In the coming weeks, the company plans to add ShopRite to its lineup of retailers offering ready-made meals through its new hub.
Instacart, which has been testing the feature for "a few months," has found that customers buying items from the hub are ordering twice as frequently and that shoppers who add two meals to their cart are, on average, adding 19 other grocery items to their cart at the same time, Danker said.
Instacart has also found from its tests that people are looking to feed more than one person when using the meals feature. Rotisserie chicken, salads, sushi from Kroger, soups and Publix sandwiches have been the most popular items so far based on initial tests, the company said.
In announcing the Ready Meals Hub, Instacart highlighted market analytics firm Research and Markets' projection that the chilled and deli food market in the U.S. will reach more than $108 billion by 2026 — roughly 2.6 times bigger than its estimated $40.4 billion value last year. The Food Industry Association (FMI) has said that grocers can be the “ultimate mealtime solution,” encouraging them to boost their deli department and prepared foods to gain an edge against restaurants and use e-commerce to make meals more accessible.
Grocers have been looking for ways to make it easier for shoppers to include meals when ordering groceries online. Last fall, Whole Foods Market added the ability to order prepared foods like hot pizzas, sandwiches, salads and entrees to its app for pickup and delivery purchases. Shoppers can customize their selections within the new app tool.

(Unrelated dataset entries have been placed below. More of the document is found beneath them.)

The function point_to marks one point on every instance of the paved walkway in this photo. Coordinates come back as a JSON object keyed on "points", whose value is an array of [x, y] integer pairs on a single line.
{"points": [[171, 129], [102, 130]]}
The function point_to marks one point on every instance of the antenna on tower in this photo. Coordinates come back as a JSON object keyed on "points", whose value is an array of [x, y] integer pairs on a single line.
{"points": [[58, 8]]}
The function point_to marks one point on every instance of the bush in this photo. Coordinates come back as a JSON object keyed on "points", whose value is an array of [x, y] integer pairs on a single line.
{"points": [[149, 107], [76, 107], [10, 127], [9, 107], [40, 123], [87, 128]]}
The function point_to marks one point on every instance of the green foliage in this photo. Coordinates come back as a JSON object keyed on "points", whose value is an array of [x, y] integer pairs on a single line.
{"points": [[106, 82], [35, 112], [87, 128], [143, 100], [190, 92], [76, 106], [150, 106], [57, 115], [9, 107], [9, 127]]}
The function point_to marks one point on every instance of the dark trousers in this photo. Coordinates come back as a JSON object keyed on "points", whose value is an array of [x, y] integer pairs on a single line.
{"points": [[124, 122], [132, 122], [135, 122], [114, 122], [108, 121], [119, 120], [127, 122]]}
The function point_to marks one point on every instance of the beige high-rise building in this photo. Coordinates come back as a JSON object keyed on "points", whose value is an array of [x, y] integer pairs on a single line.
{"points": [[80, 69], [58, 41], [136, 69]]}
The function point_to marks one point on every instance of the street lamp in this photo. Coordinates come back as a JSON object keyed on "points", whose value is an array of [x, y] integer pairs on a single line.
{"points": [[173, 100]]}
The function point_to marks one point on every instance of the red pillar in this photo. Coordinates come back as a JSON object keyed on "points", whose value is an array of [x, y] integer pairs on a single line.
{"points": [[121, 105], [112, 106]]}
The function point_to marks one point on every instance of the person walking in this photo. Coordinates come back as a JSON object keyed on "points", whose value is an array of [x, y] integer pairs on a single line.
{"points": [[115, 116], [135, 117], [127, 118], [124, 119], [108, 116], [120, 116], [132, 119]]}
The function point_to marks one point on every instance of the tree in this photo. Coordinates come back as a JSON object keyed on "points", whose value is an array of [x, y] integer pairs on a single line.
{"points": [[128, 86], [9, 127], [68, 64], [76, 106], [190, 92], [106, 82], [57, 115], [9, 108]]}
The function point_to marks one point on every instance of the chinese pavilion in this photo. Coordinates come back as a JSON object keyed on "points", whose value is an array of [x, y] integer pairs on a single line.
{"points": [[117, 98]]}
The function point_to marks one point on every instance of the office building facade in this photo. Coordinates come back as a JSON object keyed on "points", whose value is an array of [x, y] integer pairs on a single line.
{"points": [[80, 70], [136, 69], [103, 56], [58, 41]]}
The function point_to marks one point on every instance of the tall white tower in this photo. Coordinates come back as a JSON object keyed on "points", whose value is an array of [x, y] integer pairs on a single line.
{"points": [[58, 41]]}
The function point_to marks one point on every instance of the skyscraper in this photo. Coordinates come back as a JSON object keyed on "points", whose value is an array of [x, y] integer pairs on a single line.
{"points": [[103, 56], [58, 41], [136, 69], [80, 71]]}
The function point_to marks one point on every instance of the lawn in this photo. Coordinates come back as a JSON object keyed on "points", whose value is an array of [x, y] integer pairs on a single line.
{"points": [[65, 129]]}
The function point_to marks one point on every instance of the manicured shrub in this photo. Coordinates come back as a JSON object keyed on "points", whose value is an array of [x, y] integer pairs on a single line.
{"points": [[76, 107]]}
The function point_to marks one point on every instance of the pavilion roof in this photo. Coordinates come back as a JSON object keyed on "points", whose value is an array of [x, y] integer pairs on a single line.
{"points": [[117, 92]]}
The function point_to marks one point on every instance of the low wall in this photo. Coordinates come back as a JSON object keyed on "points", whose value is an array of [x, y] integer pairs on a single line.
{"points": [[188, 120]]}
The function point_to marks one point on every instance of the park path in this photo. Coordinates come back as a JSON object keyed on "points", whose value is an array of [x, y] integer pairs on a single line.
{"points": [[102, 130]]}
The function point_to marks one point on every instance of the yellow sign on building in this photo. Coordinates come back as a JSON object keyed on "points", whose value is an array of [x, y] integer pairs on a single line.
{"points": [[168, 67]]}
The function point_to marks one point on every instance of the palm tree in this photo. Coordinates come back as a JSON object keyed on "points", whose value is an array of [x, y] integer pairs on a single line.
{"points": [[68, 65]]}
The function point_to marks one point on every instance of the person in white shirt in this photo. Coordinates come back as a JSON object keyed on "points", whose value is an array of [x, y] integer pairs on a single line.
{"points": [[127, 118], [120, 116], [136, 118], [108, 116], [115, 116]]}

On Instacart, customers can customize some items, like made-to-order meals, Danker said.
As demand for quick, high-quality meals and digital ordering increases, Kroger and Walmart are exploring the ghost kitchens trend, while a number of grocers including The Giant Company, Lucky California and H-E-B are opening in-store restaurants and food halls. Danker said that's not an avenue Instacart wants to explore: "We are not interested in going down a path where we're building kitchens or building or selling food ourselves."

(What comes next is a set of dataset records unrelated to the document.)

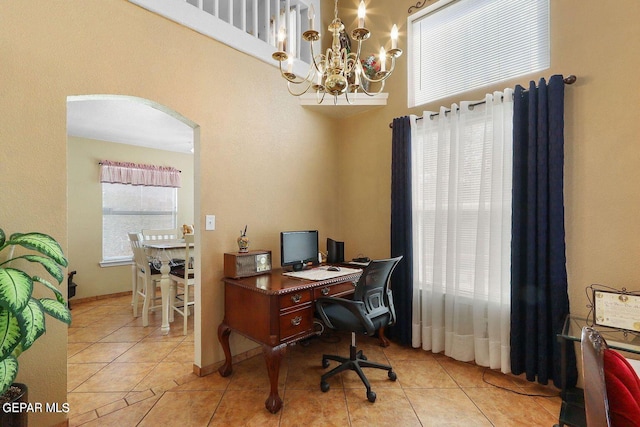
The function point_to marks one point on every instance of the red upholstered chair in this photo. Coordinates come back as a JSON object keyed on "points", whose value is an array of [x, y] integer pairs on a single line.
{"points": [[611, 385]]}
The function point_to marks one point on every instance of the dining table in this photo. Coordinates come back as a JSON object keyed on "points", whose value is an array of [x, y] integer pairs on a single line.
{"points": [[162, 253]]}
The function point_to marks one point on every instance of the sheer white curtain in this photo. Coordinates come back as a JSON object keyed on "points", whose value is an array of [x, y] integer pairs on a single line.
{"points": [[461, 190]]}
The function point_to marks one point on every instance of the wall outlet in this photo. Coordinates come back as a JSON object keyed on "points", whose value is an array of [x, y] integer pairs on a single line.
{"points": [[210, 222]]}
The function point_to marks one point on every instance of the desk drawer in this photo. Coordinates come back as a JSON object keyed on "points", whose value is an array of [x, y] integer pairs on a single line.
{"points": [[292, 299], [296, 322], [339, 289]]}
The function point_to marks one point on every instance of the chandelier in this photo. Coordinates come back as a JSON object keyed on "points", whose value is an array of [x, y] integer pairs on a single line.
{"points": [[339, 71]]}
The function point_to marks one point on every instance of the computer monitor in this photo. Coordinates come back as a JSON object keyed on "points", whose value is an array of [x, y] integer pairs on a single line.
{"points": [[298, 248]]}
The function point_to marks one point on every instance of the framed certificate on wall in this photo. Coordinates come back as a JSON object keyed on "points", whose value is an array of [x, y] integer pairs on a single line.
{"points": [[619, 309]]}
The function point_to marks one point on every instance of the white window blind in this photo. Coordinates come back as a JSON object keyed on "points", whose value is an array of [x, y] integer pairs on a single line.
{"points": [[131, 208], [459, 45]]}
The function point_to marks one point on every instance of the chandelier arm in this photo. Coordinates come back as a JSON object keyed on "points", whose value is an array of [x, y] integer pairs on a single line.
{"points": [[308, 79], [319, 98], [306, 89], [349, 101], [313, 58], [379, 91]]}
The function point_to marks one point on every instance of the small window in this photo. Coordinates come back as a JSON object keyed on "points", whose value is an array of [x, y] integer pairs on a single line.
{"points": [[131, 208], [459, 45]]}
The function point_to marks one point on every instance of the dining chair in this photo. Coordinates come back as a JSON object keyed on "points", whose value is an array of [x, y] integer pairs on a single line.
{"points": [[611, 384], [184, 277], [157, 236], [144, 280]]}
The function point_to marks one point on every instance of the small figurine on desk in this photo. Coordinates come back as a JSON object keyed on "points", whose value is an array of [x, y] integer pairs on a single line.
{"points": [[243, 241]]}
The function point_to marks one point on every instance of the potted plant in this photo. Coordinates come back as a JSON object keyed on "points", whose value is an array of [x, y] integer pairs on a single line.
{"points": [[22, 317]]}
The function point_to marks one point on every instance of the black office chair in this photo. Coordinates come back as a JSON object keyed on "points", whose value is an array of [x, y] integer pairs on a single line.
{"points": [[370, 309]]}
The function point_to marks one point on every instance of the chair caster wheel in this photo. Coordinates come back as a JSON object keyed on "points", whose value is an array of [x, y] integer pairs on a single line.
{"points": [[371, 396]]}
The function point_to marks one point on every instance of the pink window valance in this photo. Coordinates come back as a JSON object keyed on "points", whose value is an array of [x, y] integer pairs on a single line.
{"points": [[139, 174]]}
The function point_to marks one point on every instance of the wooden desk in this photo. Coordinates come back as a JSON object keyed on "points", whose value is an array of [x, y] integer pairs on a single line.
{"points": [[274, 310]]}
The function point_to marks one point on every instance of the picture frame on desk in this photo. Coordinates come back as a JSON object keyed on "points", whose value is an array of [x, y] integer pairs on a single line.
{"points": [[617, 309]]}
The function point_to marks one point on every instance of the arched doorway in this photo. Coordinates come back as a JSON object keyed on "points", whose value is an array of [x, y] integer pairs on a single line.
{"points": [[103, 126]]}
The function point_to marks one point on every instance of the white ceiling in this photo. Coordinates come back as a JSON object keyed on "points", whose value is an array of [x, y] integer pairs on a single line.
{"points": [[127, 120]]}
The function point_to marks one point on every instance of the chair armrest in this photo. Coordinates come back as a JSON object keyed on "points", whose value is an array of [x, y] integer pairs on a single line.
{"points": [[355, 307], [392, 310]]}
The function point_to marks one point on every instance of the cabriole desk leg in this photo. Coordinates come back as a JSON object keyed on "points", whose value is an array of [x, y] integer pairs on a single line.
{"points": [[223, 336], [273, 356]]}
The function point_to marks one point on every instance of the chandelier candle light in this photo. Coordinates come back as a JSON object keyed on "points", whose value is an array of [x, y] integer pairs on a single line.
{"points": [[338, 71]]}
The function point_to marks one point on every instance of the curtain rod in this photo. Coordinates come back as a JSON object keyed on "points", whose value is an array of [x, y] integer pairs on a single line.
{"points": [[569, 80], [100, 164]]}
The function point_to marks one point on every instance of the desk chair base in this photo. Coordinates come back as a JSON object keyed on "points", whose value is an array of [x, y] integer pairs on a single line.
{"points": [[355, 362]]}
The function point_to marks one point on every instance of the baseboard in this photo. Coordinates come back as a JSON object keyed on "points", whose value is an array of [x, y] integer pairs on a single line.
{"points": [[99, 297]]}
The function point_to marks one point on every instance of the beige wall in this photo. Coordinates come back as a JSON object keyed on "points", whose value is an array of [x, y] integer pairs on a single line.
{"points": [[261, 160], [85, 209], [264, 161], [597, 43]]}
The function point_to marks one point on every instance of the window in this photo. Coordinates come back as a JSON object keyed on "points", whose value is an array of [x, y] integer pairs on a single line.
{"points": [[458, 45], [130, 208]]}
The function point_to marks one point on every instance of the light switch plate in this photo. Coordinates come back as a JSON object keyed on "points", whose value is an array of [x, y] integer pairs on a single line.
{"points": [[210, 222]]}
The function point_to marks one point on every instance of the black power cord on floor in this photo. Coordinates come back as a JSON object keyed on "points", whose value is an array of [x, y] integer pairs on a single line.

By tying free Priority delivery with a small order minimum for ready-made meals, Instacart's new offering is making quick delivery more widely available to shoppers as speedier service becomes mainstream in the U.S. Instacart's convenience delivery service, which offers delivery in as soon as 30 minutes, is available from grocers like Kroger, Publix and all of Ahold Delhaize's brick-and-mortar grocery banners in the U.S. Instacart noted its convenience business has more than doubled since June.